Kamis 10 Jan 2013 21:33 WIB

BI Terus Intervensi Rupiah

Rep: Mutia Ramdhani/ Red: Chairul Akhmad
Kantor Bank Indonesia (BI) di Jakarta.
Foto: Republika/Wihdan Hidayat
Kantor Bank Indonesia (BI) di Jakarta.

REPUBLIKA.CO.ID, JAKARTA -- Bank Indonesia (BI) menyatakan terus melakukan intervensi untuk mengarahkan kebijakan nilai tukar Rupiah agar sesuai kondisi fundamentalnya.

Salah satunya mencocokkan nilai tukar dengan kondisional ekspor impor Indonesia, serta cadangan devisa.

Gubernur BI, Darmin Nasution, mengatakan fokus kebijakan BI tahun ini salah satunya mengelola keseimbangan eksternal nilai tukar Rupiah sesuai kondisi fundamentalnya.

"BI hanya menjaga agar fluktuasi Rupiah tidak tajam yang pada akhirnya membuat dunia usaha kebingungan," kata Darmin dalam Rapat Dewan Gubernur BI di Jakarta, Kamis (10/1).

Menurut Darmin, fluktuasi Rupiah yang tajam menganggu aktivitas bisnis. BI juga memerhatikan persepsi pasar terhadap rupiah dari menit ke menit. Fluktuasi rupiah tahun ini juga menentukan seberapa banyak perannya untuk menarik investor masuk ke Indonesia. 

Darmin menambahkan, cadangan devisa saat ini masih cukup untuk menjaga stabilitas nilai tukar rupiah.
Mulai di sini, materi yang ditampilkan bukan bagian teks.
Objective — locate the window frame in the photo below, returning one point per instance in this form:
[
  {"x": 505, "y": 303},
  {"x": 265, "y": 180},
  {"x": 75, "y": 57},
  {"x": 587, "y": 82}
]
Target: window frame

Hingga akhir Desember 2012, cadangan devisa mencapai 112,78 miliar dolar AS atau setara 6,1 bulan impor ditambah pembayaran utang luar negeri pemerintah. 
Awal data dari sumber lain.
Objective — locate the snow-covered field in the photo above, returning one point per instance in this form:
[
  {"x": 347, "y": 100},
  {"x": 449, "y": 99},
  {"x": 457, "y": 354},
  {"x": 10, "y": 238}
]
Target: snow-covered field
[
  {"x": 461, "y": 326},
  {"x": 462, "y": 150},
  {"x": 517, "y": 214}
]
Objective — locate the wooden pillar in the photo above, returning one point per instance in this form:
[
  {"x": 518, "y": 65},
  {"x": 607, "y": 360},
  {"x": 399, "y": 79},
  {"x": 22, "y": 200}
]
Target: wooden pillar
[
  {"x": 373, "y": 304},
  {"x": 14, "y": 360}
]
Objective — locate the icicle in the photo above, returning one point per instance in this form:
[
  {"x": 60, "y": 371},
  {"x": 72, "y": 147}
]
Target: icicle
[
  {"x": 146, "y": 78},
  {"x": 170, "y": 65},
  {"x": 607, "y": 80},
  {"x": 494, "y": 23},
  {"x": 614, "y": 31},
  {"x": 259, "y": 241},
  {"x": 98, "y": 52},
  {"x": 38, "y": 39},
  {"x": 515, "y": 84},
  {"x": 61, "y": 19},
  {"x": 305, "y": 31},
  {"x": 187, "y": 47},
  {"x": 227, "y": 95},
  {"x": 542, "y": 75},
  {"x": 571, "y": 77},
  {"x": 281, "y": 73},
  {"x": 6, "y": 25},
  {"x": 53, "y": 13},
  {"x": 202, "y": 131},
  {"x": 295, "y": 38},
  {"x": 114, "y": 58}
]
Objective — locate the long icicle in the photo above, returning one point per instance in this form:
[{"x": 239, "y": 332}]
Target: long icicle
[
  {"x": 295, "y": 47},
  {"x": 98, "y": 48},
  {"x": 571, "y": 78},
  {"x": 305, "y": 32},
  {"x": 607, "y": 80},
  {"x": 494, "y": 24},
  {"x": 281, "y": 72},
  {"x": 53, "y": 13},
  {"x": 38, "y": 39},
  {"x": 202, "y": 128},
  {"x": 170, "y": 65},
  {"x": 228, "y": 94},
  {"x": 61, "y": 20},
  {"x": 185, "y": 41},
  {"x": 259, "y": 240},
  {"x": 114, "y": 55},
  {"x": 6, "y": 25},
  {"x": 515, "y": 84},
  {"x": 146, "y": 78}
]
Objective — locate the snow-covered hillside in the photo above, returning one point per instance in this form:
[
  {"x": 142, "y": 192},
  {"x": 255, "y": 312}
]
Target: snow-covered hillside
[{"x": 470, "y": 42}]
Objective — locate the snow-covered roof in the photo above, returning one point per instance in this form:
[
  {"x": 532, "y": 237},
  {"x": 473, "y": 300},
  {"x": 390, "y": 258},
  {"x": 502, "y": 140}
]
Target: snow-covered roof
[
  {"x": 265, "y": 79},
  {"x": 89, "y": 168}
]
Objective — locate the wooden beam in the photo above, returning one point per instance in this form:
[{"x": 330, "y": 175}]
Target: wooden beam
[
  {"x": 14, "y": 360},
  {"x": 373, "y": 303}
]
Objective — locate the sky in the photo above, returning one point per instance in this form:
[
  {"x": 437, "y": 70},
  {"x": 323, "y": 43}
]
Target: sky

Jumlahnya meningkat dibandingkan posisi November 111,285 miliar dolar AS. Ke depannya, BI juga ikut berkoordinasi dengan pemerintah untuk mengurangi defisit transaksi berjalan yang salah satunya menjadi sebab melemahnya rupiah.

Sejak awal Tahun Ular 2013, rupiah melemah tajam dan sempat menyentuh Rp 9.740 per dolar AS. Meski tak menyebutkan seberapa besar bentuk intervensi BI ke pasar, Darmin mengatakan fluktuasi Rupiah tetap terjaga. Kurs tengah Rupiah hari ini, Kamis (10/1) kembali menguat 25 poin ke level Rp 9.715 per dolar AS.

Sepanjang 2012, nilai tukar rupiah mengalami depresiasi 5,91 persen year on year (yoy) ke level Rp 9.638 per dolar AS. Tekanan depresiasi rupiah terutama terjadi pada kuartal I dan kuartal III 2012. 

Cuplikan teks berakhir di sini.